13

Четыре года тому назад


Нубанец действовал стремительно, но впечатлила не скорость, а то, что он четко знал, что делать. Он схватил Беррека за запястье. Внезапный рывок — и тюремщик неуклюже растянулся на пленнике. Кочерга в его вытянутой руке, словно вертел, вошла между ребрами Греббина, вошла глубоко, выскользнув из руки Беррека, когда Греббин отпрянул назад.

Не теряя времени, нубанец подался вперед, присев настолько, насколько позволяла цепь на запястье. Беррек соскользнул с покрытой потом и кровью груди чернокожего и оказался на полу на карачках. Попытался подняться. Резким движением локтя нубанец ударил его сзади по шее, послышался хруст шейных позвонков.

Конечно же, Греббин орал, но вопли не были чем-то необычным для подземелья. Он вздумал сбежать, но не смог сориентироваться и со всего размаха врезался в дверь камеры, конец кочерги выскочил ниже лопаток. В одно мгновение его развернуло. Тюремщик попытался что-то произнести, но с губ срывались лишь кровавые пузыри.

Из камер, чьи обитатели были слишком беспечны, чтобы хранить молчание, раздались одобрительные возгласы.

Лундист мог убежать. У него было достаточно времени. Я думал, он кинется за подмогой, но к тому времени, как Греббин упал, он был на полпути ко мне. Нубанец оттолкнул Беррека и освободил второе запястье.

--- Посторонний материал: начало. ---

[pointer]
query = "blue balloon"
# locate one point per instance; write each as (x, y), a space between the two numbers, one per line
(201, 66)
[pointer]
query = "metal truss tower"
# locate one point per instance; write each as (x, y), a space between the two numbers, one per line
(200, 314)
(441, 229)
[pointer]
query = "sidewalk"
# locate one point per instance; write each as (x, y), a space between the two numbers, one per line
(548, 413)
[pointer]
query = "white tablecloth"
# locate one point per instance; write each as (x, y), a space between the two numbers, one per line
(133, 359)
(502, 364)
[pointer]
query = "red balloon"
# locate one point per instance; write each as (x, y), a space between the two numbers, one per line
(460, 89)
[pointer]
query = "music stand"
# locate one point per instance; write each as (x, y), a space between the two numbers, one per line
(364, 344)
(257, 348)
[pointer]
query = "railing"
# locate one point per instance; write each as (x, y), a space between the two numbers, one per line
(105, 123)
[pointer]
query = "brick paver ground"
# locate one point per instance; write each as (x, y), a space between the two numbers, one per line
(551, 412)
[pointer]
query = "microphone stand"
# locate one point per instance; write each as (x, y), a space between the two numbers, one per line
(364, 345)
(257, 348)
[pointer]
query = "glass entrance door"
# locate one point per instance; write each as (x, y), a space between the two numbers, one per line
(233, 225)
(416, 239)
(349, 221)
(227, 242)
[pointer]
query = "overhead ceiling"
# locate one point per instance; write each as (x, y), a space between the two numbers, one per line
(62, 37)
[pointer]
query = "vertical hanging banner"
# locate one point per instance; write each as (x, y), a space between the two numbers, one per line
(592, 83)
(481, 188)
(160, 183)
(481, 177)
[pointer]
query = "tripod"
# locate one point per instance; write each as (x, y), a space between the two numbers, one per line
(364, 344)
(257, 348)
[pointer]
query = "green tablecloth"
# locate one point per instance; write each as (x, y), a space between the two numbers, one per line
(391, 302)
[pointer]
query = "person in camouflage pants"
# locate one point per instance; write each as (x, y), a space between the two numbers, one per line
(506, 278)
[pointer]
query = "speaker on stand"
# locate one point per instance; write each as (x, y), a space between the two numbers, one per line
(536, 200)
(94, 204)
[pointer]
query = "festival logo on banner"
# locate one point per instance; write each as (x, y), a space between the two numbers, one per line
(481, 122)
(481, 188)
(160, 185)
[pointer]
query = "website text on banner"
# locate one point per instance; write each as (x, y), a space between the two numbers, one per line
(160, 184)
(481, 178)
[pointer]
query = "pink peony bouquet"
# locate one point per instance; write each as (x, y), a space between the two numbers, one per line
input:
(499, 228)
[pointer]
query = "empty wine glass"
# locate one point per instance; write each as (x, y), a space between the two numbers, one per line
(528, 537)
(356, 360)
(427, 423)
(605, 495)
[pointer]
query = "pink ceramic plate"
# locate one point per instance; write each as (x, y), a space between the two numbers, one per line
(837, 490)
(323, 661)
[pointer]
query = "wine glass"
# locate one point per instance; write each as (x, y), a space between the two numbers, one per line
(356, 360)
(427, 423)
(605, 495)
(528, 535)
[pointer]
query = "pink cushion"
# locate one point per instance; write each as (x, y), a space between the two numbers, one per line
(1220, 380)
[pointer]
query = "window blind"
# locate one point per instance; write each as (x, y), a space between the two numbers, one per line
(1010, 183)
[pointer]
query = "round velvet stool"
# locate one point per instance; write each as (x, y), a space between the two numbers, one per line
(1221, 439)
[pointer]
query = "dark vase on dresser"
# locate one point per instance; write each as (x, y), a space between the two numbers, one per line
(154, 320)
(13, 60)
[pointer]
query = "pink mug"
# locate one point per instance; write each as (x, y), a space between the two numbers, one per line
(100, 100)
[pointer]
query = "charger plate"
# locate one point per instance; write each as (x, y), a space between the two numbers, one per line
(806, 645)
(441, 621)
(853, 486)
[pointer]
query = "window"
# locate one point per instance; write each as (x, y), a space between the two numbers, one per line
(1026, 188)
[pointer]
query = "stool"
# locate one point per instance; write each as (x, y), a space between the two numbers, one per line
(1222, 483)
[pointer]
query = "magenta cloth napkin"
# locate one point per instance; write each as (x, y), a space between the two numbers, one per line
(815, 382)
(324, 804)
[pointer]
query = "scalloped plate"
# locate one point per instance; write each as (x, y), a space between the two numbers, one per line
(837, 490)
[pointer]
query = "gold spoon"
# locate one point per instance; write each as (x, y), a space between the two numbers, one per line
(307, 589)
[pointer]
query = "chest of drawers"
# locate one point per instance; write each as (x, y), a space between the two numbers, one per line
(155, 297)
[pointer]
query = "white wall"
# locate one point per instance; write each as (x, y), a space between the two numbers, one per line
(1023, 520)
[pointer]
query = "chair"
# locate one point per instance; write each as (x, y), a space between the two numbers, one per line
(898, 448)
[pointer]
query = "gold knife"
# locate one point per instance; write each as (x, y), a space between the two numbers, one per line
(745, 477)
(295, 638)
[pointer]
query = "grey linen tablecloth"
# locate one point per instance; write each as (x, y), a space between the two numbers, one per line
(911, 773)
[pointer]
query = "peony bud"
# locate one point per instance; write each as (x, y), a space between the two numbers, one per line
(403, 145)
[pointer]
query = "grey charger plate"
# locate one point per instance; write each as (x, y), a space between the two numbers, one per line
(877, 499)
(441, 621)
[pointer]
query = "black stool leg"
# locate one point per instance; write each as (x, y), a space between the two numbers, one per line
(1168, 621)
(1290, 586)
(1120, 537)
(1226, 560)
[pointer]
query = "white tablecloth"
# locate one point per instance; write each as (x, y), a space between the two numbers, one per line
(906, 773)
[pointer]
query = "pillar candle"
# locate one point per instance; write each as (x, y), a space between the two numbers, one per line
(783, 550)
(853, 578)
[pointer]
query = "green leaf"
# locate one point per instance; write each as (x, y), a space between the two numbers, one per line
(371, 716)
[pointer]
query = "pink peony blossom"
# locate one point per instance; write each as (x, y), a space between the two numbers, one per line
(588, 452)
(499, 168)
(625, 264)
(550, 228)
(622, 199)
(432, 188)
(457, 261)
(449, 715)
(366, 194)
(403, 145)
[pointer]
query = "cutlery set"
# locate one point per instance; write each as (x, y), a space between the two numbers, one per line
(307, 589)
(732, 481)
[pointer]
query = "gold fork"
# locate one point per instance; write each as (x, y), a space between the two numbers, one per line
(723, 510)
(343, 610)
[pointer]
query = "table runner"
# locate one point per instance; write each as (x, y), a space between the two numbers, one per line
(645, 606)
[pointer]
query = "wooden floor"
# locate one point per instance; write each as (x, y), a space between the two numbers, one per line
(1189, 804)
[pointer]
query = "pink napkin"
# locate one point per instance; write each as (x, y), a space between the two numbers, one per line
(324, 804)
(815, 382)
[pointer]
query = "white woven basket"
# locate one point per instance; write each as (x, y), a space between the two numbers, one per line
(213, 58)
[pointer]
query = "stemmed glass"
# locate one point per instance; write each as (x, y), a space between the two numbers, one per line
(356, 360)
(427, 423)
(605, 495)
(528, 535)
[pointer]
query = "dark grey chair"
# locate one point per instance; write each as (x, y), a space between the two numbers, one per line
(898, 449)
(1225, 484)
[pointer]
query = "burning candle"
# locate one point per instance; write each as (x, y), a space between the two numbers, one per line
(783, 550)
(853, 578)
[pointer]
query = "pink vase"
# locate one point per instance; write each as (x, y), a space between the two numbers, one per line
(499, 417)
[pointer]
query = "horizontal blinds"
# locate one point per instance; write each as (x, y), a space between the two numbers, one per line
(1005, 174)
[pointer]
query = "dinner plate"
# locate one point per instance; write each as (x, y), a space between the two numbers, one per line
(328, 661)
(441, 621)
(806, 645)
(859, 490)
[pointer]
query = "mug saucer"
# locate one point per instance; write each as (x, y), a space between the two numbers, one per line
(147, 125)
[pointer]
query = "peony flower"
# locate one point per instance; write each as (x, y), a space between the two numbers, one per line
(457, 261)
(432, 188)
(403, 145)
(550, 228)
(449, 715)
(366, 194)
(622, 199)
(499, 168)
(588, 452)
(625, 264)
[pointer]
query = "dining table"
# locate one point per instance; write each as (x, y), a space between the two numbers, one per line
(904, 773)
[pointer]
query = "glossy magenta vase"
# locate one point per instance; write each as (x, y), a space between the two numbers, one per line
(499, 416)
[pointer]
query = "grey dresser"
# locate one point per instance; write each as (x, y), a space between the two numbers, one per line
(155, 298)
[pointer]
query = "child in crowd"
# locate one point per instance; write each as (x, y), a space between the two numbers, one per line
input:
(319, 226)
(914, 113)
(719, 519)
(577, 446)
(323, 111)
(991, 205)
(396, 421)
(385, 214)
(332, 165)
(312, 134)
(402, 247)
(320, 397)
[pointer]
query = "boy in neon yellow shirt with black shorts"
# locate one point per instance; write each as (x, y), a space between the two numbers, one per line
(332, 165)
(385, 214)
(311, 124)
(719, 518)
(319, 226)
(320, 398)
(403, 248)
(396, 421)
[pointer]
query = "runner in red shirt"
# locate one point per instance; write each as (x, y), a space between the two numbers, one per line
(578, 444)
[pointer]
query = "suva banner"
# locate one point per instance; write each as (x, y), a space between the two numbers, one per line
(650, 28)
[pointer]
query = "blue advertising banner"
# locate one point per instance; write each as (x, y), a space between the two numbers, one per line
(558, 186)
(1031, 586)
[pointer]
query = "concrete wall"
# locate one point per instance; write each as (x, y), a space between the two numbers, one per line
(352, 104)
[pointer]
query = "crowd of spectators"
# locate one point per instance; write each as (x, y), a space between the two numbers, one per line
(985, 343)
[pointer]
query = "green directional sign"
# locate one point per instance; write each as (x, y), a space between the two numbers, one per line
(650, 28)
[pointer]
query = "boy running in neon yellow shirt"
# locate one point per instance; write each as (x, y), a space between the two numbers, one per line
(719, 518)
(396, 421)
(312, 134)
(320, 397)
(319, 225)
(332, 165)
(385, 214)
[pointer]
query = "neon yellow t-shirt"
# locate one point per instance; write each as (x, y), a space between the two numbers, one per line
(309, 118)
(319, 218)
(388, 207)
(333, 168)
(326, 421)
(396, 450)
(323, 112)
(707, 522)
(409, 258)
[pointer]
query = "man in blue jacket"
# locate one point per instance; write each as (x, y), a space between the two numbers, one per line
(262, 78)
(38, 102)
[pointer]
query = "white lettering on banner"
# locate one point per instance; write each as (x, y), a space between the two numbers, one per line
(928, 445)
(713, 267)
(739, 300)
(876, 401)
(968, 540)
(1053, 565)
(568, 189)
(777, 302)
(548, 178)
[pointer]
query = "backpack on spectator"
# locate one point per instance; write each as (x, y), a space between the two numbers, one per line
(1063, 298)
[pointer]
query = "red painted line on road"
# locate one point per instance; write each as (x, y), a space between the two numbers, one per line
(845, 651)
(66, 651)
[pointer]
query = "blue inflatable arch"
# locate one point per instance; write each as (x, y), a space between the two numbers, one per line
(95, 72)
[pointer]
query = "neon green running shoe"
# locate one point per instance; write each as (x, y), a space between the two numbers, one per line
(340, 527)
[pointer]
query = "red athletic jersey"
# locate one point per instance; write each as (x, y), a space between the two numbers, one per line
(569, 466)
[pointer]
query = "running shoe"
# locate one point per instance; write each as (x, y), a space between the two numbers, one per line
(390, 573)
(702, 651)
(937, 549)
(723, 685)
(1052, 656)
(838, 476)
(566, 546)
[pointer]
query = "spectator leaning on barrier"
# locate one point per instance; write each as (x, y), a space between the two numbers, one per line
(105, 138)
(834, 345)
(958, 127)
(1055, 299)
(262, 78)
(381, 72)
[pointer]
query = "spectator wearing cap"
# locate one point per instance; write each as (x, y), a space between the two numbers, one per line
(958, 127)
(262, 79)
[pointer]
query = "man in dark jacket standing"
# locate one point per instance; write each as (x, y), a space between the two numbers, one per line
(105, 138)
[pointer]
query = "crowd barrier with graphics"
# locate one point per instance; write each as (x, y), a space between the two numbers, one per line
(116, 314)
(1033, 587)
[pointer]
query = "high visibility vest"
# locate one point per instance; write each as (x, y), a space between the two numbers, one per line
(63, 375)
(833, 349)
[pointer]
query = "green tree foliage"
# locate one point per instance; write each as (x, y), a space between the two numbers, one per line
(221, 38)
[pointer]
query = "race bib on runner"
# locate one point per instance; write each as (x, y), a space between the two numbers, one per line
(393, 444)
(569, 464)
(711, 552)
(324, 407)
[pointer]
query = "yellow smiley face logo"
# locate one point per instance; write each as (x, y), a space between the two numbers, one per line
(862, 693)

— Беги! — крикнул я Лундисту на тот случай, если до него еще не дошел смысл происходящего.

На самом деле он уже бежал, но не в том направлении. Годы, конечно, берут свое, но такой прыти от старика я не ожидал.

Я отодвинулся так, чтобы стол с нубанцем оказался между мной и Лундистом.

Когда Лундист добежал, чернокожий мужчина уже освободил обе лодыжки.

— Забирай мальчишку, старик, и проваливай, — такого низкого голоса мне еще не доводилось слышать.

Лундист посмотрел на нубанца своими пронзительными голубыми глазами. После стремительного броска от дверного проема его мантия наконец-то перестала колыхаться. Он прижал руки к груди, одну возложив поверх другой:

— Если ты, уроженец Нубана, уйдешь сейчас, я не стану тебя задерживать.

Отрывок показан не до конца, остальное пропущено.